The cost to sequence a human genome has fallen to around $1,000. So the ambition and scale of big biomedical data has increased proportionately. Researchers in the UK are undertaking a project to sequence the genomes of 100K individuals. In the US, the Precision Medicine Initiative will sequence 1 million individuals. Combining this data with detailed clinical and health data will allow machine learning and other techniques to more accurately predict a wider range of disease susceptibilities and responses to treatments. Private companies are undertaking their own big genomic projects and are even sequencing the “microbiomes” of research participants to see what role good and bad microbes play in health.

Like Moore’s law that predicted the vast increasing in computing power, the amount of biomedical data we can collect is on a similar trajectory.
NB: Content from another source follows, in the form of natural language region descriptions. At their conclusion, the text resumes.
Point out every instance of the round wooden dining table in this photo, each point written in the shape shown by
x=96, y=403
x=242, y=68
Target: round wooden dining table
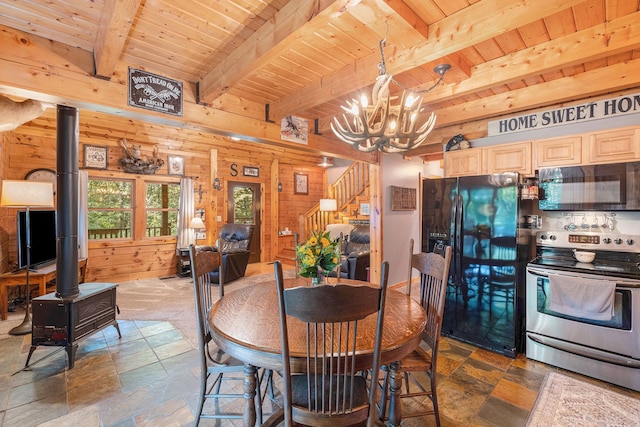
x=245, y=323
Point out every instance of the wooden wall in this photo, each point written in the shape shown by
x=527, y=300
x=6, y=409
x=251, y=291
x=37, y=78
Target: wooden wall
x=33, y=145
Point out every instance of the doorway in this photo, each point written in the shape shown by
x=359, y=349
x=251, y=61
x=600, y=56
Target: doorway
x=244, y=206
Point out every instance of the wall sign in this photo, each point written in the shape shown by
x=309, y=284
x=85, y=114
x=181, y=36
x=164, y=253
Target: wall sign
x=250, y=171
x=95, y=156
x=626, y=104
x=153, y=92
x=300, y=183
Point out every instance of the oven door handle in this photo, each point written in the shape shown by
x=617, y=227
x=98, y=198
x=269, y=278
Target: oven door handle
x=620, y=283
x=588, y=352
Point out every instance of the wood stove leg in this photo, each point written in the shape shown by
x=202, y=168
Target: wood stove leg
x=31, y=350
x=71, y=354
x=117, y=329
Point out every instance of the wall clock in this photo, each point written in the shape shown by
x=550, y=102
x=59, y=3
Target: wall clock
x=43, y=175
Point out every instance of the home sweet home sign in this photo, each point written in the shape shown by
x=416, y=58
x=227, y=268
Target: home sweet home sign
x=627, y=104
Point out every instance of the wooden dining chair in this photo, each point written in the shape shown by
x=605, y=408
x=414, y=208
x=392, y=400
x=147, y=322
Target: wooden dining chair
x=215, y=365
x=329, y=389
x=433, y=271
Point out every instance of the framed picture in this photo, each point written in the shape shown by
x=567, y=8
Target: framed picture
x=300, y=183
x=250, y=171
x=96, y=157
x=176, y=165
x=403, y=199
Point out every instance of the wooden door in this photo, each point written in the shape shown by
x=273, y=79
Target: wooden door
x=244, y=206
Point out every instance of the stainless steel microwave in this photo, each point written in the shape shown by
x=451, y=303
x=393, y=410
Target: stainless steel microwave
x=610, y=187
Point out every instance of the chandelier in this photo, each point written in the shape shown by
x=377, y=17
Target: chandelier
x=386, y=124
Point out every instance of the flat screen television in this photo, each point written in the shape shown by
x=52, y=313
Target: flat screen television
x=43, y=237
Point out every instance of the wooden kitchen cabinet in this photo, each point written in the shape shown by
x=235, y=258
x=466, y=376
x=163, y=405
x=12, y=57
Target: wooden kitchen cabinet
x=565, y=151
x=463, y=162
x=614, y=146
x=509, y=158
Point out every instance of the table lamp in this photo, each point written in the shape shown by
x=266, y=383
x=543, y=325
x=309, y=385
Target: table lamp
x=329, y=205
x=197, y=224
x=26, y=195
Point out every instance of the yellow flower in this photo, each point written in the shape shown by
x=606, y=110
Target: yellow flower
x=319, y=255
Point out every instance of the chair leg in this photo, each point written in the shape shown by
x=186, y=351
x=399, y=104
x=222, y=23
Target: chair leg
x=382, y=411
x=434, y=398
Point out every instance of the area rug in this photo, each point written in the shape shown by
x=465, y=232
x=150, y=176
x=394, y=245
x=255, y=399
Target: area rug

Genomics data combined with electronic medical records combined with data from wearables and mobile apps combined with environmental data will one day shroud each individual in a data cloud. In the not too distant future, maybe medicine will involve feeding a patient’s data cloud to an artificial intelligence that has learned to make diagnoses and recommendations by looking through millions of other personal data clouds. It seems hard to conceive, but this is the trajectory of precision medicine. Technology has a way of sneaking up on us and the pace of change keeps getting faster. Note that the management and analysis of all of this data will be very hard. I’ll cover that in a future post.